GPU Acceleration of Sparse Fully Homomorphic Encrypted DNNs
This work addresses the computational bottleneck of matrix multiplication in FHE-based DNNs for practitioners needing efficient encrypted inference.
The authors propose a GPU-accelerated sparse matrix multiplication method for fully homomorphic encrypted deep neural networks, achieving up to 3.0× speedup over CPU and reducing time complexity from cubic to semi-linear.

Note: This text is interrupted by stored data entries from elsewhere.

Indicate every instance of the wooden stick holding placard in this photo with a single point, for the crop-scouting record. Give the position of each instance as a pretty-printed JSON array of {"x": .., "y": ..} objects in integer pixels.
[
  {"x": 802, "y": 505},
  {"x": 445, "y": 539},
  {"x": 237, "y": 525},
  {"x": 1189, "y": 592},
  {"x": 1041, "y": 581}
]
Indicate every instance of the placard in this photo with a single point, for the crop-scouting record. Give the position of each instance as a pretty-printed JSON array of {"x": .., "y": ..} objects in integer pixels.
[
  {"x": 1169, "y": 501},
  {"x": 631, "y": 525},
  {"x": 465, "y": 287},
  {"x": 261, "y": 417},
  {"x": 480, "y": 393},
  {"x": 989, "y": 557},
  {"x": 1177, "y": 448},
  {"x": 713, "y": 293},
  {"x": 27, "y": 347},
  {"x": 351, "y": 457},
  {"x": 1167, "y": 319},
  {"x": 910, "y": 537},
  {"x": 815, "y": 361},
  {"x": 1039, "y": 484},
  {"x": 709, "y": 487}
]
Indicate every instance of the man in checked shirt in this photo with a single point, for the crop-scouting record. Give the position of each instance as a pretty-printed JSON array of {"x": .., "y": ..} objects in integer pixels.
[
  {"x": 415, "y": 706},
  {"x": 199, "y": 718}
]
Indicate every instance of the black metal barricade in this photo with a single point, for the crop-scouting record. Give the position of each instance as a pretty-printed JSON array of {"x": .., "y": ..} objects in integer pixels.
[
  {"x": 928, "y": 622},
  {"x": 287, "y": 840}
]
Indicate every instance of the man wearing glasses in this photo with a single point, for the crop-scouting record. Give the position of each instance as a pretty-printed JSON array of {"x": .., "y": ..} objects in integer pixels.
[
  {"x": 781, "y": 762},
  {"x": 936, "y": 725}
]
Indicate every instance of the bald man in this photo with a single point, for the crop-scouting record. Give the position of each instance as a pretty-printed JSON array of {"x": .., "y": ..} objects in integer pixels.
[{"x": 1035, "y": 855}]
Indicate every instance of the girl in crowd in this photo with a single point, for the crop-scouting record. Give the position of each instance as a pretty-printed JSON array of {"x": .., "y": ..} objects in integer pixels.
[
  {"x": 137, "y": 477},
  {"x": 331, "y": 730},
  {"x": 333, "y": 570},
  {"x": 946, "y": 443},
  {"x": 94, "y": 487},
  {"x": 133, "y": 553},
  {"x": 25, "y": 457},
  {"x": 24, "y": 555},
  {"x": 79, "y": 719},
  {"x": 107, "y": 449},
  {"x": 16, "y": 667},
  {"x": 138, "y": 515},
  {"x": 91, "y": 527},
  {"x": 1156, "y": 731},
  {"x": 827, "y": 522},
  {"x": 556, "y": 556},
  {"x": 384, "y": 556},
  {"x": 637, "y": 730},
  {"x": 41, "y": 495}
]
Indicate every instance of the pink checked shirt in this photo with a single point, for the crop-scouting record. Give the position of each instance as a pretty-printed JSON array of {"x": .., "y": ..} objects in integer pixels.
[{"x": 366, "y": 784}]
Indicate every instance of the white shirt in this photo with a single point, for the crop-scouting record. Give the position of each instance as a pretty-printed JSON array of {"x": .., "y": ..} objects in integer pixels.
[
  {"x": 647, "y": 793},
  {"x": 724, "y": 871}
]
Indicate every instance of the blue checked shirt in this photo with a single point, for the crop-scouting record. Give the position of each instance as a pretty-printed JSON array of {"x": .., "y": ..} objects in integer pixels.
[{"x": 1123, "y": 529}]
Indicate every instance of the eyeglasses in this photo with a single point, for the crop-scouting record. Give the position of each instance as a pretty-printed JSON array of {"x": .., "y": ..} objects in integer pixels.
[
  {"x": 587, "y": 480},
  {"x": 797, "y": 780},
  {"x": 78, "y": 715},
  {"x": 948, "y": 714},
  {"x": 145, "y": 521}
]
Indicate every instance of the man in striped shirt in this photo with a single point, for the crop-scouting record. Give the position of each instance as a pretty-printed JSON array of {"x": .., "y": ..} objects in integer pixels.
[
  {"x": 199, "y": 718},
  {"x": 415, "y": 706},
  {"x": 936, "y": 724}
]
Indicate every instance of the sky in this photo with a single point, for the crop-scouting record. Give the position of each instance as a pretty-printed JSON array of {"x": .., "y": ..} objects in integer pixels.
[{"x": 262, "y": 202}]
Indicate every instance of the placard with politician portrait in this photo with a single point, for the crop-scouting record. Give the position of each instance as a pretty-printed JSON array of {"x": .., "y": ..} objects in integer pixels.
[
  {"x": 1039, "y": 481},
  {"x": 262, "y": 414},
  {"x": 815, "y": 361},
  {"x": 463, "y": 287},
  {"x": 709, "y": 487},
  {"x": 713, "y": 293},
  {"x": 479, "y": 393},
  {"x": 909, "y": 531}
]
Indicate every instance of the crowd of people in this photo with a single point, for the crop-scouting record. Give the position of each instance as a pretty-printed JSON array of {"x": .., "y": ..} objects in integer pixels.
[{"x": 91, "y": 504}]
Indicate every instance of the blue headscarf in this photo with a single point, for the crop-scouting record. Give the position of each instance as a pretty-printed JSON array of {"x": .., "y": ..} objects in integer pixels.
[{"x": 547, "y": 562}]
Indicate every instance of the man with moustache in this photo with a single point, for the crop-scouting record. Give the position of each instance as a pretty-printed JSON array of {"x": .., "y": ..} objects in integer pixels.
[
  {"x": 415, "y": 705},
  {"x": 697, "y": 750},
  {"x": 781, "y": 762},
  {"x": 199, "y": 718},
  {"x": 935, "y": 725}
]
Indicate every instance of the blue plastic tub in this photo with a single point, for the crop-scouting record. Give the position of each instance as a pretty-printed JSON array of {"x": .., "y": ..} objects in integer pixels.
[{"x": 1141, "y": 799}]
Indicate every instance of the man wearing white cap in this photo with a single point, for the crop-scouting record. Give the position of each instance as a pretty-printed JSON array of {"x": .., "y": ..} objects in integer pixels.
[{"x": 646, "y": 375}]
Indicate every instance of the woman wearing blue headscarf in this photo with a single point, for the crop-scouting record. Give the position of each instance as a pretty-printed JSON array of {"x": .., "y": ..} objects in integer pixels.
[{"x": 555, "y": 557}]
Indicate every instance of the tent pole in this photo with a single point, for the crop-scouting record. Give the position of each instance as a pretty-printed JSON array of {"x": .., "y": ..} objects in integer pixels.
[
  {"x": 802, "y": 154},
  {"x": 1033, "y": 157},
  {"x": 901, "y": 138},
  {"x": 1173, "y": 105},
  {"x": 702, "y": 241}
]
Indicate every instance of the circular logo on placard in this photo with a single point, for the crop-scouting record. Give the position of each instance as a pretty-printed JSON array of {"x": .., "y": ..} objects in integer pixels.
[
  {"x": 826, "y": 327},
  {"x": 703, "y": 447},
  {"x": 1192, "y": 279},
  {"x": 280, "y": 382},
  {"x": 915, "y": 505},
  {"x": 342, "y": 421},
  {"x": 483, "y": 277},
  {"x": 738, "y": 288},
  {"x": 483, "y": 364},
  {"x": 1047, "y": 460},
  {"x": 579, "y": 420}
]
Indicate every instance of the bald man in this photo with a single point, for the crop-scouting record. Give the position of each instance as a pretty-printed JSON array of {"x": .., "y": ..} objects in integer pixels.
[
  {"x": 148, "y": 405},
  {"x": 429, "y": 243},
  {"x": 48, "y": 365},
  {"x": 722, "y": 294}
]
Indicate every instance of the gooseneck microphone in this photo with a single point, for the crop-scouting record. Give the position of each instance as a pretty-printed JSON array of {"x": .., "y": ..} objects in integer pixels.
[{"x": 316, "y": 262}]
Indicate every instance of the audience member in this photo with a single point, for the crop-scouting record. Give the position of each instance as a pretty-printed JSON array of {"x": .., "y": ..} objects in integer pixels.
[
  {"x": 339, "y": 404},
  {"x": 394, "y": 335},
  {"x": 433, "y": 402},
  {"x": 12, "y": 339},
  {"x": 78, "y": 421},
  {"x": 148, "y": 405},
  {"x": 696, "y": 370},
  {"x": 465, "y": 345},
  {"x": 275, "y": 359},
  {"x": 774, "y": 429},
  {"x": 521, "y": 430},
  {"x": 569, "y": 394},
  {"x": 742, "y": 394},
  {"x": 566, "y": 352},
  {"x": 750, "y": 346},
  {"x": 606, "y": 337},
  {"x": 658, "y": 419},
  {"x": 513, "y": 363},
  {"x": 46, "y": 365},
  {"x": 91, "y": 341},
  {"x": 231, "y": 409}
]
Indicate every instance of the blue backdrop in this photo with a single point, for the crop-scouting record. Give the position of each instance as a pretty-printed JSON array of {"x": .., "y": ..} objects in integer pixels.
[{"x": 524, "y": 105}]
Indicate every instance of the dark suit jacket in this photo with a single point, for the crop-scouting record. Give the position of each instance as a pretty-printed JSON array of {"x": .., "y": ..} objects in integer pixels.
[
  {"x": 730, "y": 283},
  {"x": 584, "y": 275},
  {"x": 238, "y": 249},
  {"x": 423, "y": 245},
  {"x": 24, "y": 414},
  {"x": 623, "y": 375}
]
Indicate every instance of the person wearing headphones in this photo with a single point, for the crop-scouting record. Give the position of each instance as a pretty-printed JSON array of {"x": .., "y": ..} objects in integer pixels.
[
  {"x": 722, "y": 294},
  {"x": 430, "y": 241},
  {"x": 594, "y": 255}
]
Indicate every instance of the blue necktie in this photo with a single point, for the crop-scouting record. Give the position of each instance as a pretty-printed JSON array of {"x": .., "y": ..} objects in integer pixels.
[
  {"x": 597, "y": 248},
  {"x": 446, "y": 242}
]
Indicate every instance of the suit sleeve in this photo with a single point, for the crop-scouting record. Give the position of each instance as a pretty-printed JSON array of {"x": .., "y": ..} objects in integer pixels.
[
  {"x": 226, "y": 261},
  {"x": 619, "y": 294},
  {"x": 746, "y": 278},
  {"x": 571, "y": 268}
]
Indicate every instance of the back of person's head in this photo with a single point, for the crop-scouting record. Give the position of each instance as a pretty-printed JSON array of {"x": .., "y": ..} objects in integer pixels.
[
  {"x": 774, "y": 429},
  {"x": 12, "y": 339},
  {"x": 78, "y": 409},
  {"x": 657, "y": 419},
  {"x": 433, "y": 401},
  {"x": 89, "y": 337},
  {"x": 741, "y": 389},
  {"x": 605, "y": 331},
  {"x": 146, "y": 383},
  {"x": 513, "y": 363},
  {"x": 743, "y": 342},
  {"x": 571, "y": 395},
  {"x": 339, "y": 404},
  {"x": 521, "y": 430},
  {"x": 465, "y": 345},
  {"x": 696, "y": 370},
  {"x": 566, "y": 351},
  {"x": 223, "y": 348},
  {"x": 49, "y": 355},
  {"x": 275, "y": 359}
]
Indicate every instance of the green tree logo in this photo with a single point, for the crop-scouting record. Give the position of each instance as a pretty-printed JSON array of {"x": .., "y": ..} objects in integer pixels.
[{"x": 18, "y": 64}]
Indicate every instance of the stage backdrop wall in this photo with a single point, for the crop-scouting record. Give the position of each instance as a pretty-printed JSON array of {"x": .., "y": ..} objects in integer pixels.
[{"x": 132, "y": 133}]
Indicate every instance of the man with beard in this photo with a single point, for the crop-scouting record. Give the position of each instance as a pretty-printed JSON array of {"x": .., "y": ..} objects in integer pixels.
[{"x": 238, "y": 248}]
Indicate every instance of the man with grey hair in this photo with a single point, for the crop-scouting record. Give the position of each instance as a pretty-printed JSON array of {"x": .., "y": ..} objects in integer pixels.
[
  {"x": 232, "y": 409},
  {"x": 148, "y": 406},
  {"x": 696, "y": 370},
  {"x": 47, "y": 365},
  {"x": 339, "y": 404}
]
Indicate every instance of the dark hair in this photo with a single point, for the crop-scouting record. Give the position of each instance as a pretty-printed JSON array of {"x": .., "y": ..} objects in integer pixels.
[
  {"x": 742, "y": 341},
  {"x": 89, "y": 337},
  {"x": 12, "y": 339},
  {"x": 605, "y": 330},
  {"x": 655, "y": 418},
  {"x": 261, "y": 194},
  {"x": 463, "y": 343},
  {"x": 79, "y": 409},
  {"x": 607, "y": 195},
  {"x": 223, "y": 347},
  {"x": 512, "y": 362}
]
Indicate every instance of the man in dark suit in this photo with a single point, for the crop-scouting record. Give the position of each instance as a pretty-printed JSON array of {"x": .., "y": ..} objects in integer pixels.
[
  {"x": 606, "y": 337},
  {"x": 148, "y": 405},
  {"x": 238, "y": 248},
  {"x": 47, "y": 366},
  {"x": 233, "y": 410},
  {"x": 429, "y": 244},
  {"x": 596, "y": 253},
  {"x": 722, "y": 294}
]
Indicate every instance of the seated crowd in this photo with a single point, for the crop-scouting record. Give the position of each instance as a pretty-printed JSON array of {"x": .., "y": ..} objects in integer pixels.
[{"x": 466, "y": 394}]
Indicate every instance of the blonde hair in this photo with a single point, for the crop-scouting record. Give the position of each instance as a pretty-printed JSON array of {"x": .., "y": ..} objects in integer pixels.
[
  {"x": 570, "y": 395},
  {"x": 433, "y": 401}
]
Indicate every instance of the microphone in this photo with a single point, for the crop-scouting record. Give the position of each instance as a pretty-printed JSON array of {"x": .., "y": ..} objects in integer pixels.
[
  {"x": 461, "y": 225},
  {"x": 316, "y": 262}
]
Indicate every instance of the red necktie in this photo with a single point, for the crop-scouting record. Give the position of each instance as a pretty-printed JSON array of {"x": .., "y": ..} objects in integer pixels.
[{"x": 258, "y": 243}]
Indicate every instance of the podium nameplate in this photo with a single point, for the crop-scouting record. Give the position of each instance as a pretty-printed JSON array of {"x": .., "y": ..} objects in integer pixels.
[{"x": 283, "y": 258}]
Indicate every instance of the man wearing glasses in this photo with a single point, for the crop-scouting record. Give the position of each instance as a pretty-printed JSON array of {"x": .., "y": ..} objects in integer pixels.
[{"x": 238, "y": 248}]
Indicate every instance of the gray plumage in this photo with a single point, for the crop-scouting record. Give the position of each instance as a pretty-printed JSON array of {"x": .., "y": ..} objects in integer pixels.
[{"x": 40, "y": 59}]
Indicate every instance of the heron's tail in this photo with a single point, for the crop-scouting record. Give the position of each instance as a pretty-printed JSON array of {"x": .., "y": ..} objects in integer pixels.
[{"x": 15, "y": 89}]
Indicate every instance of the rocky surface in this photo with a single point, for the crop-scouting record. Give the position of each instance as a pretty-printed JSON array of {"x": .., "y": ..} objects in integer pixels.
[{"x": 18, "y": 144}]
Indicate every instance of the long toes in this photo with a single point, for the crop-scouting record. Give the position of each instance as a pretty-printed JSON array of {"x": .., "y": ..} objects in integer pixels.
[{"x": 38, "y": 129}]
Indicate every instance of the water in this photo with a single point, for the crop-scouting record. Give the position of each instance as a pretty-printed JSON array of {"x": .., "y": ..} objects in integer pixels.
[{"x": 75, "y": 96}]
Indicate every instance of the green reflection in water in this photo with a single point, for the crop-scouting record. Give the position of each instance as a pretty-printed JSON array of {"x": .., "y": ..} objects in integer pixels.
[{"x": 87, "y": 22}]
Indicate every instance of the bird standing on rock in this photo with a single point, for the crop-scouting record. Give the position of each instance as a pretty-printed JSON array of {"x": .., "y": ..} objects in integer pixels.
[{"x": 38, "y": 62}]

Fully homomorphic encryption (FHE) has recently attracted significant attention as both a cryptographic primitive and a systems challenge. Given the latest advances in accelerated computing, FHE presents a promising opportunity for progress, with applications ranging from machine learning to information security. We target the most computationally intensive operation in deep neural networks from a hardware perspective, matrix multiplication (matmul), and adapt it for execution on AMD GPUs. We propose a new optimized method that improves the runtime and complexity of ciphertext matmul by using FIDESlib, a recent open-source FHE library designed specifically for GPUs. By exploiting sparsity in both operands, our sparse matmul implementation outperforms its CPU counterpart by up to $3.0\times$ and reduces the time complexity from cubic to semi-linear, demonstrating an improvement over existing FHE matmul implementations.